FreeS/WAN allows you to build an encrypted tunnel through an insecure network, such as the internet. The packets of data that are passed between the two endpoints of the tunnel are encrypted, so that if the data is sniffed on the untrusted network, the contents are unreadable. Each tunnel endpoint is responsible for encrypting and decrypting the packets that are sent back and forth.

The result, as you may have guessed, is a Virtual Private Network or VPN.

The FreeS/WAN project was started in 1996 with the rather ambitious goal of securing 5% of the internet from wiretapping. So far the author (gnu@toad.com) has not achieved this goal, and realizes that this goal was a bit too ambitious, but is continuing to develop the software. As FreeS/WAN is not developed within the United States, none of the stupid US encryption export controls apply, so there is no restriction on strong encryption.

Three protocols are used:

• AH - Authentication Header protocol, providing a packet level authentication service.
• ESP - Encapsulation Security Payload, providing encryption and authentication services.
• IKE - Internet Key Exchange, doing key exchange and negotiating connection parameters.

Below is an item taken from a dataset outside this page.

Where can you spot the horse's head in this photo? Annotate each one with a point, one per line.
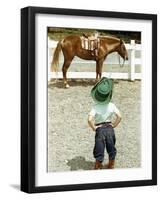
(122, 50)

The three main parts of FreeS/WAN are:

• KLIPS - implements AH, ESP and packet handling in the kernel.
• Pluto - the IKE daemon.
• A set of scripts that provide administrative configuration of the software.

Another functionality that FreeS/WAN provides is the ability to handle road warriors, or VPN endpoints that are not at a fixed IP address. These could be users with a fixed location or DSL or Cable Modem users who are not given a static IP address by their provider.

Probably the most exciting part of FreeS/Wan is it's ability (coming RSN) to provide opportunistic encryption. This method of encryption is for any two systems configured to use opportunistic encryption to be able to create a VPN between them, even if the administrators have not configured the systems for it. Normally the two endpoints of a VPN have to be configured to "know" certain details about the other endpoint. With opportunistic encryption an endpoint can be a promiscuous little encryption whore, and establish a VPN with any other system that it finds that is also configured to use opportunistic encryption.

Freeswan is used in many projects and by many companies that need to use or sell secure communication. My company uses it in our embedded firewall device and are very happy with the results.